A proposed mansion tax by Labour and the Liberal Democrats could potentially deter wealthy investors in various property hotpots in the UK.
They will be taxed per annum based on 1% the value of their property, meaning someone with a property worth between £2m and £3m will pay £3,000 a year, which is between 0.1% and 0.15% of its value. This is better than the Lib Dem’s original proposal in 2010 for a 1% levy on the value of a property above £2m, someone with a £3m property would have been paying £10,000.
Savills recent report warns the government that a fall in international purchases could see £1bn losses in tax revenue from stamp duty, inheritance tax and capital gains tax as a result of this levy. IF you are the leaseholder on a block of flats that is worth in excess of £2m, you could be at risk of this levy applying to you!
This tax will affect asset-rich cash-poor persons the worse. There should be safeguards for people on low or middle incomes who bought properties decades ago and have seen their market value rocket, for example, the house that the family have lived in for decades.
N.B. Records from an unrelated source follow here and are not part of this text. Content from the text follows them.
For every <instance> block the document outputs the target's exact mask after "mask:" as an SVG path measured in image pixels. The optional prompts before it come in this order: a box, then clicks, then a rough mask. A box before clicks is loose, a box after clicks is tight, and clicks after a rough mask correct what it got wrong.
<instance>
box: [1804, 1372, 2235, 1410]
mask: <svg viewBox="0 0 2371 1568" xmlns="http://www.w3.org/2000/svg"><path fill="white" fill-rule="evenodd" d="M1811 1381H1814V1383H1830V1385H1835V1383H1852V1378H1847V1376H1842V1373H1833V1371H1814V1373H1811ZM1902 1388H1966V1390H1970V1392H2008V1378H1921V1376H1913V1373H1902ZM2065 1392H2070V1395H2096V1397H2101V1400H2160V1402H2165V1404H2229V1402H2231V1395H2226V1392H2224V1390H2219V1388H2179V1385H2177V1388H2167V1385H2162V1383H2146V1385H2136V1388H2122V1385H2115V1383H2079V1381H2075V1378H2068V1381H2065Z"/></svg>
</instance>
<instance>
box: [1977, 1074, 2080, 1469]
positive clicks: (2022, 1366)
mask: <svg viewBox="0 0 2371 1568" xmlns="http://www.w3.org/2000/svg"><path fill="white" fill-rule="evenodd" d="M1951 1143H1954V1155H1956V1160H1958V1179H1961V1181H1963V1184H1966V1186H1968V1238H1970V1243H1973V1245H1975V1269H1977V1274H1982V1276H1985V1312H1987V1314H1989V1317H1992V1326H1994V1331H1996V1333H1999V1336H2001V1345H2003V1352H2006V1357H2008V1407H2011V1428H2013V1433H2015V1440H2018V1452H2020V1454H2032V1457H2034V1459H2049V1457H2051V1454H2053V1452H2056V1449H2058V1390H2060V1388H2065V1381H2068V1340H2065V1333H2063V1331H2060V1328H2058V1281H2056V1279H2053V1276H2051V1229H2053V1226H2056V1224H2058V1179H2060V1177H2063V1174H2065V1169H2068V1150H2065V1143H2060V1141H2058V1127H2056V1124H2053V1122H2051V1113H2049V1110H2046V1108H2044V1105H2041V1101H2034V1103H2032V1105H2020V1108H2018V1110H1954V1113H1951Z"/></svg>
Analysis by head of statistics Anthony Reuben
‘Someone with a property worth between £2m and £3m will pay £3,000 a year, which is between 0.1% and 0.15% of its value.
Under the Liberal Democrats’ original proposals for a 1% levy on the value of a property above £2m, someone with a £3m property would have been paying £10,000.
They would be quite relieved by today’s suggestions, but someone with a property worth just over £2m would not have expected to be paying very much at all.
If Labour gets £3,000 from 100,000 homes it will raise £300m, which is well short of the £1.2bn it aims to raise, so clearly there will have to be considerably larger amounts raised from properties in higher bands and from foreign owners with a second home in Britain.
He said “asset-rich, cash poor” homeowners who do not earn enough to pay income tax at 40% would be able to defer payment of the mansion tax until “the property changes hands”.
Mr Balls said it was “simply untrue” that homes worth much less than £2m right now would end up paying the tax in future as a result of what is known as fiscal drag.
Linking the threshold at which people start paying the tax to price inflation in the £2m plus bracket rather than average inflation, he added, meant Labour were able to “guarantee that more modest properties are not brought into the scope of the tax”.’